En el cementerio, en el centro de Stepanakert, se tuvo que excavar una nueva sección para acoger a los muertos de los nuevos combates, debajo de donde están enterrados más de un centenar de soldados de la primera guerra.
Las sepulturas son de piedra e imponentes, grabadas con las retratos de los difuntos. 1993 y 1994 son los años de defunción más comunes. A veces hay dos tumbas una al lado de la otra, como el caso de dos hermanos, uno muerto en 1993 a los 20 años y el otro en 1994, con 19.
En las parcelas polvorientas, recién instaladas, ya hay 25 tumbas, con una cruz de piedra colocada a lo largo de un pequeño montón de tierra rectangular, o a veces simples piedras que forman una cruz, para las familias pobres.
“La cólera de Dios”
Esta mañana, tiene lugar el entierro de otro joven combatiente. Solo están presentes su padre y dos hermanos menores.
La inhumación se hace rápidamente. El padre permanece arrodillado varios minutos, con los hombres y la cabeza apoyados en la parte superior de la tumba, mientras su cuerpo tiembla con cada sollozo. Sus dos hijos están agachados detrás, con una mano sobre sus ojos, o sobre el hombro del padre.
Muy cerca, alrededor de la sepultura de Tigran Petrosian, se han colocado ocho grandes coronas de flores falsas rojas, amarillas y blancas.
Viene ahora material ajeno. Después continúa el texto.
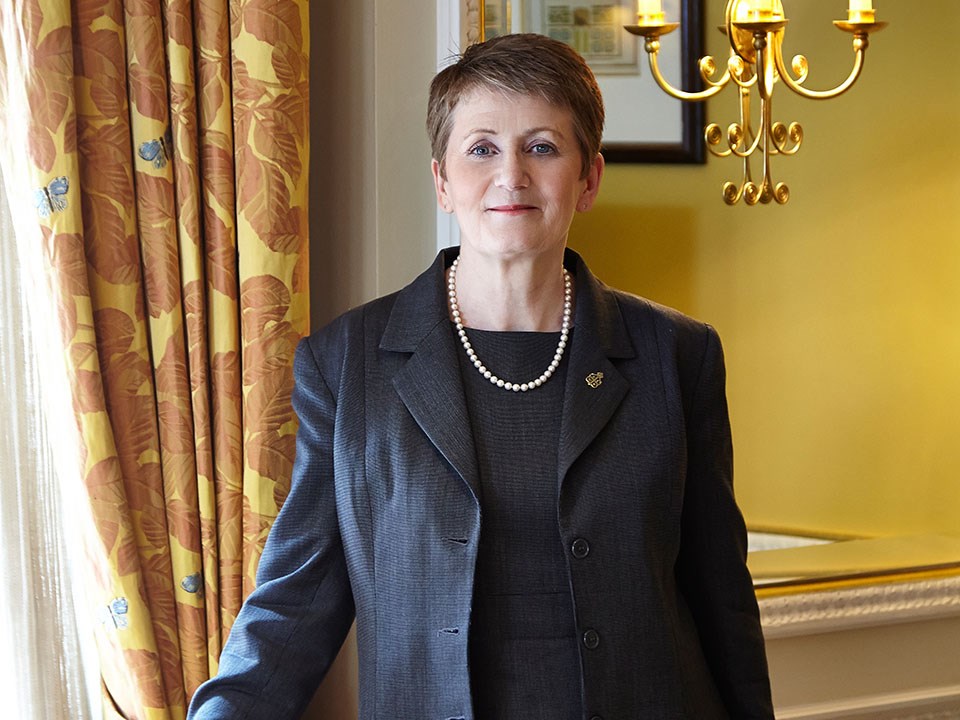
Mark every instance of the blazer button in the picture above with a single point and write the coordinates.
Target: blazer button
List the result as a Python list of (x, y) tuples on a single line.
[(580, 548)]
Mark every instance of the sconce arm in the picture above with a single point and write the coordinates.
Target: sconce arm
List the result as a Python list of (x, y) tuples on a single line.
[(796, 87), (673, 92)]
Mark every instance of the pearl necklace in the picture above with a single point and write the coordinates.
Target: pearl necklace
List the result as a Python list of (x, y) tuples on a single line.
[(472, 355)]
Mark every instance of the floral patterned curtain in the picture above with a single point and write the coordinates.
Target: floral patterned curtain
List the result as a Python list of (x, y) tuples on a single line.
[(156, 150)]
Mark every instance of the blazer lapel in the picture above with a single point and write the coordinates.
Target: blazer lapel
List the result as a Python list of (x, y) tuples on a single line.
[(594, 386), (429, 384)]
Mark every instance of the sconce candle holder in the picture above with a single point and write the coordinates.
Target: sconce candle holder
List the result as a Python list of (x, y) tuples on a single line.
[(755, 29)]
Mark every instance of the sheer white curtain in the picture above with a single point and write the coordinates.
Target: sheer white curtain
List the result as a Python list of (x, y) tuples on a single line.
[(42, 658)]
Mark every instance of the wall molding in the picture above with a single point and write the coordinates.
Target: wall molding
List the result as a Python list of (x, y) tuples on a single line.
[(936, 703), (854, 607)]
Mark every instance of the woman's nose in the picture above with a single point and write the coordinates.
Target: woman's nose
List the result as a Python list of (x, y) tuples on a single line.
[(513, 173)]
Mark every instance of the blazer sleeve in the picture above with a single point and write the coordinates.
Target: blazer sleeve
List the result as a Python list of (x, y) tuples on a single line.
[(711, 568), (293, 624)]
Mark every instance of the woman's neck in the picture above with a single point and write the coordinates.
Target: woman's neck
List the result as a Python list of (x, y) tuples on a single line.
[(510, 295)]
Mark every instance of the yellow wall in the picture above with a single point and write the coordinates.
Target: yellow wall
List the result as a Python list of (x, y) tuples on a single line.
[(840, 312)]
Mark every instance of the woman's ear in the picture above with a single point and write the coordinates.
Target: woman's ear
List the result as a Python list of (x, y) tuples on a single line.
[(440, 184), (592, 187)]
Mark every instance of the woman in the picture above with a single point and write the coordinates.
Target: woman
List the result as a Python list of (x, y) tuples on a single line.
[(517, 480)]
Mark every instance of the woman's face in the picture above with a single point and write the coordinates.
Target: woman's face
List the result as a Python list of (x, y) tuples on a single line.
[(513, 174)]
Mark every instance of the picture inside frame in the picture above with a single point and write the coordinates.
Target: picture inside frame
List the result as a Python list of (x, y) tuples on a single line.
[(595, 30)]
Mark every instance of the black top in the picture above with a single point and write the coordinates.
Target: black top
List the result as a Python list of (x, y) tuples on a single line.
[(524, 660)]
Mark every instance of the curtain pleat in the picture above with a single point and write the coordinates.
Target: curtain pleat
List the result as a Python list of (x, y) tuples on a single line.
[(164, 146)]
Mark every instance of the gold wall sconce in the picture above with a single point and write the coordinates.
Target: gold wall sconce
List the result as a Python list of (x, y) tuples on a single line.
[(755, 29)]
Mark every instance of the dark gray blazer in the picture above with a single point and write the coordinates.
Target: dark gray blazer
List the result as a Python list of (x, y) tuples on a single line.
[(382, 521)]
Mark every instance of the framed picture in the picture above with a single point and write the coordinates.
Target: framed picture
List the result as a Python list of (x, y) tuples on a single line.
[(644, 124)]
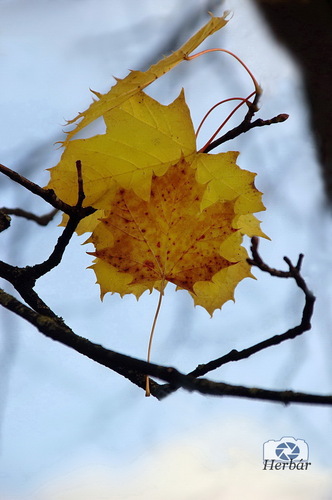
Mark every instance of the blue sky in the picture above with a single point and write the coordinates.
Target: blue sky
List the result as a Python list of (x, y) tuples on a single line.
[(72, 429)]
Con un crucifijo en la mano, vestido con sotana negra, el joven sacerdote Mesrop Khunoyan, realiza una última oración.
“Rezamos por que todo acabe pronto. Pero rezamos también por que la cólera de Dios no tarde en llegar, y que el diablo que ha desencadenado todo esto sea duramente castigado”, dice.
Agarrada al féretro aún abierto, llorando de dolor, la madre tiene que ser prácticamente sacada a la fuerza de ahí. Sus familiares la alejan para que el ataúd sea fijado antes del enterramiento.
La familia coloca después alrededor de la tumba decenas de claveles rojos.
A unos metros de ahí, otra madre y familiares se recogen ante la tumba de su hijo, enterrado unos días antes. Casi tumbada en el suelo, la mujer repite entre lágrimas el nombre de su niño. Su hija, arrodillada enfrente, también llora.
Después, poco a poco, las familia comienzan a irse. Vuelve el silencio y ya solo se oye el ruido ensordecedor y lejano de las explosiones en el frente.